One may object that the reminder that every even number can be
divided by \(2\) does not help you to
“see” that \(2\) is the only even prime
number but helps you to form an argument and (unconsciously) infer that
\(2\) is the only even prime number.
However, even if it turned out that intuition necessarily involves
unconscious inference, this would not imply that intuition cannot be a
source of immediate justification. Recent investigations concerning
perception reveal that even perception involves unconscious inferences.
Thus, “we now see that the existence of unconscious inferences is no
objection to a process’s being perceptual, since perception typically
involves unconscious inferences” (Legg and Franklin 2017, 332).

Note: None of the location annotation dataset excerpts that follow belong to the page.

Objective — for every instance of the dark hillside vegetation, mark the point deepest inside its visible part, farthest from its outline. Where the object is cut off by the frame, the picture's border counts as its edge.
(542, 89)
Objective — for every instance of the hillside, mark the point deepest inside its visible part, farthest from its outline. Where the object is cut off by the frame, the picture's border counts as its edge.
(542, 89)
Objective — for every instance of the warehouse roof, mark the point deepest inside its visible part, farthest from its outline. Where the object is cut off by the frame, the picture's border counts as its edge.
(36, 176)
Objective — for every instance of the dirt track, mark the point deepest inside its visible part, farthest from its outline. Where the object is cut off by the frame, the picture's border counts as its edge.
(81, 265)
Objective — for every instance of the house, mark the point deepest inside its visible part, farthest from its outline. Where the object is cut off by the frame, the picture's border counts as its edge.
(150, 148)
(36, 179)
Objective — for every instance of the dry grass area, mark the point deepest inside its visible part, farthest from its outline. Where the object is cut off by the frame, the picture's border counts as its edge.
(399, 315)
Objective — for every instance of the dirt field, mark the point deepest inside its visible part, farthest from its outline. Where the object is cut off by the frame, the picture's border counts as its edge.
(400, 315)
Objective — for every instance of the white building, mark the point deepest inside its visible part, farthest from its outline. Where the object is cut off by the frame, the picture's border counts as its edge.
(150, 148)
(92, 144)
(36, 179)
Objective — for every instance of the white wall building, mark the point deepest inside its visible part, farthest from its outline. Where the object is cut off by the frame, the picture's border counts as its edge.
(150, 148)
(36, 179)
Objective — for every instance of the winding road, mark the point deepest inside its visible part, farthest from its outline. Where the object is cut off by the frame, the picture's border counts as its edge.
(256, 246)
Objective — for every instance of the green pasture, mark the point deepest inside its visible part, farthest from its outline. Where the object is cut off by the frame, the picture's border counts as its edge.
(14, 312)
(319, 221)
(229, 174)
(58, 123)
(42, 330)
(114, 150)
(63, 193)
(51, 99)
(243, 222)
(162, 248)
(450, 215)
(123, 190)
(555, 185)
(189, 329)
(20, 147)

So how can perceptual experience be a source of immediate justification
despite involving unconscious inferences? According to the picture I aim
to establish in this work, the answer is straightforward: It all depends
on the experience’s phenomenal character. If a perceptual experience
presents a table being in front of you, you are justified in believing
that there is a table in front of you simply because your experience has
a “presentive” character with respect to this object/content. It
does not matter why the perceptual experience has such a phenomenal
character. Analogously, if an intuition not only presents a
statement as true but makes you see why it must be true, you are
justified in believing this proposition simply due to how it is
presented within intuition. It does not matter why the intuitional
experience has such a phenomenal character.20 I
would even say that an intuition can be a source of immediate
justification, even if it results from a conscious inference.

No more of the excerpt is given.